Different semiconductor structures may be fabricated to have one or more different device characteristics, such as switching speed, leakage power consumption, etc. Multiple different designs may each provide optimization of one or more of these characteristics for devices intended to perform specific functions. For instance, one design may increase switching speed for devices providing computational logic functions, and another design may decrease power consumption for devices providing memory storage functions. A system using multiple discrete devices optimized for different functions presents challenges in terms of system complexity, system footprint and cost.
A semiconductor structure can be provided by a discrete device, e.g., a field effect transistor (FET), a diode, and resistor. A semiconductor structure can be provided by a structure, e.g., a wafer, a die, an integrated circuit having one or a plurality of discrete semiconductor devices.

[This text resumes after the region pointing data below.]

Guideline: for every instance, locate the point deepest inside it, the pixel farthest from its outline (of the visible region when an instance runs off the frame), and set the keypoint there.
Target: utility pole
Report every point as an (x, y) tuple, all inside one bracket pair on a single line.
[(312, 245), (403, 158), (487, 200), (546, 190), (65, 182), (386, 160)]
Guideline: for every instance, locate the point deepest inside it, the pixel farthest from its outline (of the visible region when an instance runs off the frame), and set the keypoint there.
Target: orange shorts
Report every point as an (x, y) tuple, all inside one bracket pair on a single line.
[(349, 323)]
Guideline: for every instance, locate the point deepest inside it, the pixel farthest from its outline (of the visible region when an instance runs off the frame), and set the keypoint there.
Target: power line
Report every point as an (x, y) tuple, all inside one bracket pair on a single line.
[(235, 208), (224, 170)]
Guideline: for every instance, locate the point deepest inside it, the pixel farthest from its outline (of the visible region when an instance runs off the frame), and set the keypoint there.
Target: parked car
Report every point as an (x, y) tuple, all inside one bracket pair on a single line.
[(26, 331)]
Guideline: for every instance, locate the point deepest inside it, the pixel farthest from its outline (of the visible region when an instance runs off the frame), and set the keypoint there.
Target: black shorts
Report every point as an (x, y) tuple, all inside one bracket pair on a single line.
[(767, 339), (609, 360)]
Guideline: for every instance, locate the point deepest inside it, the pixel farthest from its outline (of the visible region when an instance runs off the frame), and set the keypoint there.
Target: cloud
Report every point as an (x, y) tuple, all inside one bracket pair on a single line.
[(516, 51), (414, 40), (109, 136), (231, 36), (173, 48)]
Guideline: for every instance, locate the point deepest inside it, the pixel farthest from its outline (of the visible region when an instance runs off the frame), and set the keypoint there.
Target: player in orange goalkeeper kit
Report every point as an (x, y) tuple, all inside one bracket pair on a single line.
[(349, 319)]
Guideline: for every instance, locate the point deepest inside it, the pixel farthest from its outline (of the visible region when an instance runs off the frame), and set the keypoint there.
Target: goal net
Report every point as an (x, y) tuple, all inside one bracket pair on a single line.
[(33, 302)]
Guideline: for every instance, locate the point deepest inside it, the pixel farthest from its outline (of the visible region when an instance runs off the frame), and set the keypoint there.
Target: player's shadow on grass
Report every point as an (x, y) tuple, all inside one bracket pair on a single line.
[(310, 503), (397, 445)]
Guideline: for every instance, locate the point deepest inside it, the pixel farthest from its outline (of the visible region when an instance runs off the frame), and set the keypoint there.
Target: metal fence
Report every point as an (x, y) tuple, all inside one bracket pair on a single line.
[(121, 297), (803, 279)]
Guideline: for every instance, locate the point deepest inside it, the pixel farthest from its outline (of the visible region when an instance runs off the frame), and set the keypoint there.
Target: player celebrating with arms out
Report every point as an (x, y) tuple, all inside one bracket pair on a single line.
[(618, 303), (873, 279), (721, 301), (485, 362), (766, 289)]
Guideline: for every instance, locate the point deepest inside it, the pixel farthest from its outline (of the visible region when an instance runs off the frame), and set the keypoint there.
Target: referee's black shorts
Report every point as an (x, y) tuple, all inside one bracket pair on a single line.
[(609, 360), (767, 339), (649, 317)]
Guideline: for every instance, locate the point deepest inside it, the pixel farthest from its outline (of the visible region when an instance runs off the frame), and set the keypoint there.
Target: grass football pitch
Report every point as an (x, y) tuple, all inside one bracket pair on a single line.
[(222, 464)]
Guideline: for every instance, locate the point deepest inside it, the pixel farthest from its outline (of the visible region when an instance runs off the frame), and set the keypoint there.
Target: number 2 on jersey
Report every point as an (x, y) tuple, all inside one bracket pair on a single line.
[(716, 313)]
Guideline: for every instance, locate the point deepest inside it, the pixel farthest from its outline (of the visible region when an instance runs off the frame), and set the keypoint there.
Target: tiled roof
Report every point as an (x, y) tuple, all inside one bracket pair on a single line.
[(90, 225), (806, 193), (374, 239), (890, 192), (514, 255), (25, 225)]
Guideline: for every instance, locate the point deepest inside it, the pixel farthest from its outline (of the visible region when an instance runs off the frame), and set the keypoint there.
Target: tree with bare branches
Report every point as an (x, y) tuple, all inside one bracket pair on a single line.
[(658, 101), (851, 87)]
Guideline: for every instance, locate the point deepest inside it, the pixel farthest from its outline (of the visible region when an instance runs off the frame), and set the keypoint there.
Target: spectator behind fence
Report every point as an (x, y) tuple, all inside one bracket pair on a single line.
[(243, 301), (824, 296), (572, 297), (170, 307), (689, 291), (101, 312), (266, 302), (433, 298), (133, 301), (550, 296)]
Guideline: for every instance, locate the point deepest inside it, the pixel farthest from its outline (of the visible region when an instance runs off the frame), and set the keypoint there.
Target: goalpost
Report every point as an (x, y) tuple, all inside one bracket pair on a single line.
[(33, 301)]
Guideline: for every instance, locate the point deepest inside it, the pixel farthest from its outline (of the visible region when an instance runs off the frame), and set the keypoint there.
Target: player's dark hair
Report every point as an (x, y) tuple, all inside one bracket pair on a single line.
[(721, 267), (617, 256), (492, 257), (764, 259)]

Optimization challenges are pronounced with continued miniaturization of semiconductor devices. A FET short channel effect can occur when a channel length is reduced to a length on an order of magnitude of a source and drain depletion region dimension. With short channel effects present, FET performance can be rendered more difficult to control.
Various FET architectures have been proposed for addressing the short channel effect. In ultra thin body (UTB) architecture, a FET is formed on an ultrathin layer (e.g., 2 nm-20 nm) of silicon. In a FinFET architecture, a bulk silicon substrate can be recessed to define fins on which source and drain depletion regions can be defined.